With party conference season around the corner and the next Budget just a couple of months away, more industry players are taking the opportunity to lobby politicians for changes they’d like to see.
One of the most controversial topics in the property industry is stamp duty and each year there are numerous calls for stamp duty reform or abolition.
The latest to enter the debate is the Association of Accounting Technicians (AAT), which says stamp duty should be paid by the seller instead of the buyer.
The AAT is not the first to make this suggestion – previous calls in previous years have come from the Yorkshire Building Society and Glentree International.
According to the AAT, stamp duty should not be scrapped as it currently raises in excess of £11 billion for the government each year.
“It’s widely accepted that stamp duty adds a burden to any homeowners seeking to move – especially first-time buyers – because they must pay the tax as an immediate upfront cost together with finding a deposit, surveyors and solicitors fees and so on,” says Phil Hall, the AAT’s head of public affairs and public policy.
He says this stunts mobility and reduces the supply of new homes, subsequently adding to the ‘affordability crisis’.
Hall says that switching liability to the seller would be a ‘relatively simple’ way of solving these problems.
The AAT says that making sellers pay stamp duty land tax would help more people get on to the property ladder, help those looking to move up the ladder, increase the number of house purchases and maintain substantial multi-billion-pound revenue for the Exchequer.
It says also that those moving up the ladder – and therefore buying and selling a home at the same time – would be paying duty on the lower priced property they are selling and not the higher priced one they are buying.
“In 2014, it was suggested that sellers would pocket any stamp duty savings realised by reforms announced at the time, but this didn’t prove to be the case,” Hall continues.
“Likewise, I doubt sellers will add the whole cost on to the asking price if they have to pay stamp duty.
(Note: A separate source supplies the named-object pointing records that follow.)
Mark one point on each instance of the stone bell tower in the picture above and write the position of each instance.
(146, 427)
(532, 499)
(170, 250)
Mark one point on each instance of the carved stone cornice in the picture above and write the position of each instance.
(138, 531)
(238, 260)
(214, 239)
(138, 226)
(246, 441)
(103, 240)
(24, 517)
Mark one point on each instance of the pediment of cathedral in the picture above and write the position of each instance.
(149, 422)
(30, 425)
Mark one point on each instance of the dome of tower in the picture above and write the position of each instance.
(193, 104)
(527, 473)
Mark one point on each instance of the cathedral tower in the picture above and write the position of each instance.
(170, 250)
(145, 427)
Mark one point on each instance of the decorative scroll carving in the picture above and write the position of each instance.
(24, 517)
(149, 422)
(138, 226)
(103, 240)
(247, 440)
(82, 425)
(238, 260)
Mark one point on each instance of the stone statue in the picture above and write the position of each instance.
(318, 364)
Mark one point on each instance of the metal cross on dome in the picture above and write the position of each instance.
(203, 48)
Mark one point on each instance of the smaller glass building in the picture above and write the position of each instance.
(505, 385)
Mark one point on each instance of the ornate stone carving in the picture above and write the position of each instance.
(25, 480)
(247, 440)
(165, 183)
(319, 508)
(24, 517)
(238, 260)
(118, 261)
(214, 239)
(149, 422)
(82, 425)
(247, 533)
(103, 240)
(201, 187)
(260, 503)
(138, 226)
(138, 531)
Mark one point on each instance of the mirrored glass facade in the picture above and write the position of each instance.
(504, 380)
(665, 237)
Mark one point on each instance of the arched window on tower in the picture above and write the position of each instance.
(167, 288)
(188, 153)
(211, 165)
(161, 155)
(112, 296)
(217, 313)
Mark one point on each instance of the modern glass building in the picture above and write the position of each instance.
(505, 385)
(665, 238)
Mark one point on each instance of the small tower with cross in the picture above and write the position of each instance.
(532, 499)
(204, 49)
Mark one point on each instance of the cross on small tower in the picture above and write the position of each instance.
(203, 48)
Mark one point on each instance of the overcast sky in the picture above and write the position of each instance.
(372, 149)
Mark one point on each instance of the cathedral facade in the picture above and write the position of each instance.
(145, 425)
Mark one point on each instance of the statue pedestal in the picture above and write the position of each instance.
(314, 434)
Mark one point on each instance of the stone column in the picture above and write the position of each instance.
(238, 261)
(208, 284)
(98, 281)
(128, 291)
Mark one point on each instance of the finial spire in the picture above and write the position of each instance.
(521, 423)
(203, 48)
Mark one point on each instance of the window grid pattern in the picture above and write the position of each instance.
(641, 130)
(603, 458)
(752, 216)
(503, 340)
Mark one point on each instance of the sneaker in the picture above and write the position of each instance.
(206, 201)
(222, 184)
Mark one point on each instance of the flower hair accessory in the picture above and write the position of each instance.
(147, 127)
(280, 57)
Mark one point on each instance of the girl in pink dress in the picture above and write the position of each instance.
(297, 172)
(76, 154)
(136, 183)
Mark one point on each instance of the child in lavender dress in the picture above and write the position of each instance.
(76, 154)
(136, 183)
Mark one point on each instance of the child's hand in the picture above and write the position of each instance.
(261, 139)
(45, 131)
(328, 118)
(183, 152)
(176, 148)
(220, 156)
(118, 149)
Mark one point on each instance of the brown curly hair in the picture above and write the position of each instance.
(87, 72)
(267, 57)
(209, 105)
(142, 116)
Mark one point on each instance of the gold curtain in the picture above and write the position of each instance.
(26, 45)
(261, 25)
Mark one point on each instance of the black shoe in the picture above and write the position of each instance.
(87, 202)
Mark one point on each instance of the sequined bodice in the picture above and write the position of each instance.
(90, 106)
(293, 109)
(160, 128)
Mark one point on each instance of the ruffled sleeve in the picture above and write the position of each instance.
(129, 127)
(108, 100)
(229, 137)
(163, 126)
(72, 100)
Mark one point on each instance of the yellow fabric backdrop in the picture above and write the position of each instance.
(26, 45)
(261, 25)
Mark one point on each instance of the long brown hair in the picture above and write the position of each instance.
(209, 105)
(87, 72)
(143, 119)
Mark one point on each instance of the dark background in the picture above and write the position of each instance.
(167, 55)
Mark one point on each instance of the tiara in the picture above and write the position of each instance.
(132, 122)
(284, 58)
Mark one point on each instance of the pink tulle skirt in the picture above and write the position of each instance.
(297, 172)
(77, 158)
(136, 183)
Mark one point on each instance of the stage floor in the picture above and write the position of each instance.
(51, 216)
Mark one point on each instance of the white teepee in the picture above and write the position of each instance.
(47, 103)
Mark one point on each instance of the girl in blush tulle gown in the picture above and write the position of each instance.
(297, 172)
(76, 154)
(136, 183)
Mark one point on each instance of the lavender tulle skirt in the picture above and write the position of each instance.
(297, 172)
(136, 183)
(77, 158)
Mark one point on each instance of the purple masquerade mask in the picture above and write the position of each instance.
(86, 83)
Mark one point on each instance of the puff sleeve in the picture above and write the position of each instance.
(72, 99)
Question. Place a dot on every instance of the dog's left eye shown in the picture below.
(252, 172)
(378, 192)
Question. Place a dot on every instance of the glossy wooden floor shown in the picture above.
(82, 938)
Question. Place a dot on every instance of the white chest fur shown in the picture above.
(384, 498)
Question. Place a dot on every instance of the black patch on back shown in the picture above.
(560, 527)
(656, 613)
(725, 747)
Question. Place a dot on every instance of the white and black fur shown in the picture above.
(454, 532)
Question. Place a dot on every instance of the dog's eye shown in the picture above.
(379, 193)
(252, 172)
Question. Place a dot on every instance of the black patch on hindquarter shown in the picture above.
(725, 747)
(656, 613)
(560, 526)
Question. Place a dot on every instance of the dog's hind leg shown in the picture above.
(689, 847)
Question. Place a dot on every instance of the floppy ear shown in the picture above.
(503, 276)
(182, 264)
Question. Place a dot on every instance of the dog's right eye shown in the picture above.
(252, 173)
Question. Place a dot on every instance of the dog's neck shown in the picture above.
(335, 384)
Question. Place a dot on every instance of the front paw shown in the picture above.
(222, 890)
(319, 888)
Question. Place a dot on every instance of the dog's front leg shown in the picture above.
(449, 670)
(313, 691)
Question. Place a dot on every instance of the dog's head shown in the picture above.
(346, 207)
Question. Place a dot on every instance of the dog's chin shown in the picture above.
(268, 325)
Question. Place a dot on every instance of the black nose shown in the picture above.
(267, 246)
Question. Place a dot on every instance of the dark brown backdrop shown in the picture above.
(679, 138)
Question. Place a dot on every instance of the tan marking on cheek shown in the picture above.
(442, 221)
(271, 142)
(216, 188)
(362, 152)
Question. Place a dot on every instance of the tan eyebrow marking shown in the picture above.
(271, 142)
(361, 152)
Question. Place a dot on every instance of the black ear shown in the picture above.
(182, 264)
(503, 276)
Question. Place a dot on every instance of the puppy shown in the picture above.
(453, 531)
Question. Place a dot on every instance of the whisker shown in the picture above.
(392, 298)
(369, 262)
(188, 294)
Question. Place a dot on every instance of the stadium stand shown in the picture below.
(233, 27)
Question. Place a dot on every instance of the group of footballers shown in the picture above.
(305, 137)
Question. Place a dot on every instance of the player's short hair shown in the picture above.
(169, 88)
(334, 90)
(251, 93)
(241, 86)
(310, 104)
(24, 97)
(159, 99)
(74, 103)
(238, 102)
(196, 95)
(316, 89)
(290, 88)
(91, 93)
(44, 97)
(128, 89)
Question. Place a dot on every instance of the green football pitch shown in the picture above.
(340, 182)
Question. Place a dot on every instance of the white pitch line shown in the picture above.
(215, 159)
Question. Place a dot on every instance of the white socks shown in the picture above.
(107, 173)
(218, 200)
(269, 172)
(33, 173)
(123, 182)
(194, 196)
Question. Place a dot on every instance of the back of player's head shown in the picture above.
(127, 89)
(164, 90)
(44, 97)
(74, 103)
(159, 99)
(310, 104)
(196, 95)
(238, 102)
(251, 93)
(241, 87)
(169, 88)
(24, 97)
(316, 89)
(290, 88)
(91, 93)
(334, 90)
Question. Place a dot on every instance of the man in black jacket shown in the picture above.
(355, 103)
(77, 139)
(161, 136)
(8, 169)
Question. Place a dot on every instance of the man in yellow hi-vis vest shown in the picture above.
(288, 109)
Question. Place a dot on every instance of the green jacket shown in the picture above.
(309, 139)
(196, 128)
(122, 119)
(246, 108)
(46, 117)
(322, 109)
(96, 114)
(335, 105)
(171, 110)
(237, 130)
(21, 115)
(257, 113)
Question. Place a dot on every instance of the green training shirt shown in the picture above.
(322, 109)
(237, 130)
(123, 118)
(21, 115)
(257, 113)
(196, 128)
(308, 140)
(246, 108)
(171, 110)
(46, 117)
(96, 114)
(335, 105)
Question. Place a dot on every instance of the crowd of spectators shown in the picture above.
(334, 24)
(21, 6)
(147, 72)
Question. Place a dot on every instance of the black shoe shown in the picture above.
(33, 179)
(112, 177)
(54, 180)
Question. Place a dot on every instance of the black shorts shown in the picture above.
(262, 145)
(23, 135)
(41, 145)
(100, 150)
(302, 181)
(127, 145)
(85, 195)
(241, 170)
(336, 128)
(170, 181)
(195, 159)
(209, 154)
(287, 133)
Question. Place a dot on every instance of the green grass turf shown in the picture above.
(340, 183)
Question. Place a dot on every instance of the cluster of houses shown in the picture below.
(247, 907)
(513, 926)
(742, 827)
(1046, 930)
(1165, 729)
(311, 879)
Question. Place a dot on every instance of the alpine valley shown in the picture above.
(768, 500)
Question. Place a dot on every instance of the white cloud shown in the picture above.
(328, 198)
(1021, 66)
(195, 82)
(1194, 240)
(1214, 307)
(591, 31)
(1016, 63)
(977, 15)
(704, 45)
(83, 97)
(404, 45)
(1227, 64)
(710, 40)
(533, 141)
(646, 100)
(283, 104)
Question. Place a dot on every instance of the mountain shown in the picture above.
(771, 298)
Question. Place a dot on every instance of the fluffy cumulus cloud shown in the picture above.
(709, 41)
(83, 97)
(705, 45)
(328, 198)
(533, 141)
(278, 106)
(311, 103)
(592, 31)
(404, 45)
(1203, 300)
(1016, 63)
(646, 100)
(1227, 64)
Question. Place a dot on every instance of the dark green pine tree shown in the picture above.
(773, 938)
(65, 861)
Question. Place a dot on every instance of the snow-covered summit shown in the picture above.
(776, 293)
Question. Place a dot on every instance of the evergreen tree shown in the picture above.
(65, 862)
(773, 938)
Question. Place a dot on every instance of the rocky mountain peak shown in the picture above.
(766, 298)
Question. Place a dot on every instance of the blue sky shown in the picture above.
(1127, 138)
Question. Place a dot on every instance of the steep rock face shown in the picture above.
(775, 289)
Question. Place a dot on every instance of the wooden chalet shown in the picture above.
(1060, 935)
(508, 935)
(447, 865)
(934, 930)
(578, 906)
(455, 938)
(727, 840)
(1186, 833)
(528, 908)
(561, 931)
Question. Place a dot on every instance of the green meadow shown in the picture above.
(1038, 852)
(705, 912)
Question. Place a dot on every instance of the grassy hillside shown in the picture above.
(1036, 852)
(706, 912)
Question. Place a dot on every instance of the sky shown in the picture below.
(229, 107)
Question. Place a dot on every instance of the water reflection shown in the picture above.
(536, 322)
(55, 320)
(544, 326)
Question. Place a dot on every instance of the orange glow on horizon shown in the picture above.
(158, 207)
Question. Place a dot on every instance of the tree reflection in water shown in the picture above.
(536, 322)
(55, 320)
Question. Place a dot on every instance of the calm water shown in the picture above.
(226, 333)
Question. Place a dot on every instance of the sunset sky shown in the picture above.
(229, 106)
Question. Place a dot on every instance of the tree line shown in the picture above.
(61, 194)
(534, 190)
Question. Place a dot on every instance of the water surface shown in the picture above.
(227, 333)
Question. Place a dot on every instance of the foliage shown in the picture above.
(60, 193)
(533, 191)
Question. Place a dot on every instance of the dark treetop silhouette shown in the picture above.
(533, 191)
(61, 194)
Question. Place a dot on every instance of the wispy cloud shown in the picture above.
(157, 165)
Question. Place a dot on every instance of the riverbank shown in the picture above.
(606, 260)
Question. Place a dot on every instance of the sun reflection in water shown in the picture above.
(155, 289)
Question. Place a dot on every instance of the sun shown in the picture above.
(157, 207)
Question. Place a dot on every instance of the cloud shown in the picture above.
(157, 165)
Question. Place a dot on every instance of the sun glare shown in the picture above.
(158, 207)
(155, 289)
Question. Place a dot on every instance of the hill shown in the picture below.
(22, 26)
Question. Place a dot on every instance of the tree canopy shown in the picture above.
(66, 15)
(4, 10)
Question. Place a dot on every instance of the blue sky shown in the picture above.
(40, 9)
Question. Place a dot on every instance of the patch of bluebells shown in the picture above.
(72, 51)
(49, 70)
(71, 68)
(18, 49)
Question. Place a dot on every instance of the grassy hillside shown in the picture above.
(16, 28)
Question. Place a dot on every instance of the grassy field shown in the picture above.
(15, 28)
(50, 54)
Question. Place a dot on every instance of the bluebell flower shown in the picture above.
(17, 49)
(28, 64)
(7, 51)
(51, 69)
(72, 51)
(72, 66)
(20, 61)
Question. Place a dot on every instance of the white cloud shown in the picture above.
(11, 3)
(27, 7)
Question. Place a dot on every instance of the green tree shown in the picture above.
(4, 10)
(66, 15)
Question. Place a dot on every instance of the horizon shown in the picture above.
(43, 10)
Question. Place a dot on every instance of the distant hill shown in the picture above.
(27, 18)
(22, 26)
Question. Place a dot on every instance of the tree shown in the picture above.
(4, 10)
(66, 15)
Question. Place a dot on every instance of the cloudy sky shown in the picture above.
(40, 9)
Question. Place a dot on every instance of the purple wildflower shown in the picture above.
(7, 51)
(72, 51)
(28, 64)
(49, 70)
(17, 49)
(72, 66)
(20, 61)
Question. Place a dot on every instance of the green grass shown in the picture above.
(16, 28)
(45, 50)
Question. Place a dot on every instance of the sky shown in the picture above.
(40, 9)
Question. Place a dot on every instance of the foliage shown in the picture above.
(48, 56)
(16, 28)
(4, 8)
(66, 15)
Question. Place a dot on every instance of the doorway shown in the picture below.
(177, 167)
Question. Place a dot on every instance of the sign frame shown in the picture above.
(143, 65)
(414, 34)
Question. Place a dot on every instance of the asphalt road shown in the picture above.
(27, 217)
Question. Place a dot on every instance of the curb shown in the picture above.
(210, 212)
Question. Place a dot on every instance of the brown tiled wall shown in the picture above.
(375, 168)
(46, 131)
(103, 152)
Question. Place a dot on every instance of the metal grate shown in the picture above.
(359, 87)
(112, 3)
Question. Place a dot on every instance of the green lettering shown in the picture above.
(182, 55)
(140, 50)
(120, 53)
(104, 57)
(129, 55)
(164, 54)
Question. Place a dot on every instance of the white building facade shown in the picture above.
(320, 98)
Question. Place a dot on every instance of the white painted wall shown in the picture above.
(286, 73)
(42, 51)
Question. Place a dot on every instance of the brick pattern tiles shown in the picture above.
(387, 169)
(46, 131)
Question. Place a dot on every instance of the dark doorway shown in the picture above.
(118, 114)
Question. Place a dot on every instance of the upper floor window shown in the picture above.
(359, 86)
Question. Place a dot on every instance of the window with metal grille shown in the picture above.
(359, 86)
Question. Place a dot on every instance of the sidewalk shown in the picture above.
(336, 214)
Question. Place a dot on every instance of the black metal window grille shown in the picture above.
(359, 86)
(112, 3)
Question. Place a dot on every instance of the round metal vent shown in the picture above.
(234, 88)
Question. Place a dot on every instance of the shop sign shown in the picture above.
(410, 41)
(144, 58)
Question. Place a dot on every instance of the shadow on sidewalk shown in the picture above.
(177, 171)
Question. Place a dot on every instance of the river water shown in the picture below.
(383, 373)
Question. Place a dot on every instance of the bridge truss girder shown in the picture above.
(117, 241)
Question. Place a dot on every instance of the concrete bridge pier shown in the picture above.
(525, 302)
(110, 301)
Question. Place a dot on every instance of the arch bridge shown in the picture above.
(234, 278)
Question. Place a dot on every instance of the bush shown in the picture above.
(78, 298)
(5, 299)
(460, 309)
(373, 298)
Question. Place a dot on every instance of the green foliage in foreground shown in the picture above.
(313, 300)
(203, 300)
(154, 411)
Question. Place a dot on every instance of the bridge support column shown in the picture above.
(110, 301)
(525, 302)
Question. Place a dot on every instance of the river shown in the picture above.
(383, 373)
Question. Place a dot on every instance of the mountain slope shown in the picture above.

Even if they do, the buyer will still benefit from a lower upfront cost as no tax is payable.”
He adds that downsizers are best placed to pay a little extra in stamp duty as they are most likely not to have a mortgage and to have significant equity.
“It could also be argued that once this has been in place for a few years, downsizers are likely to have benefitted from these reforms to have got to wherever they are on the property ladder.”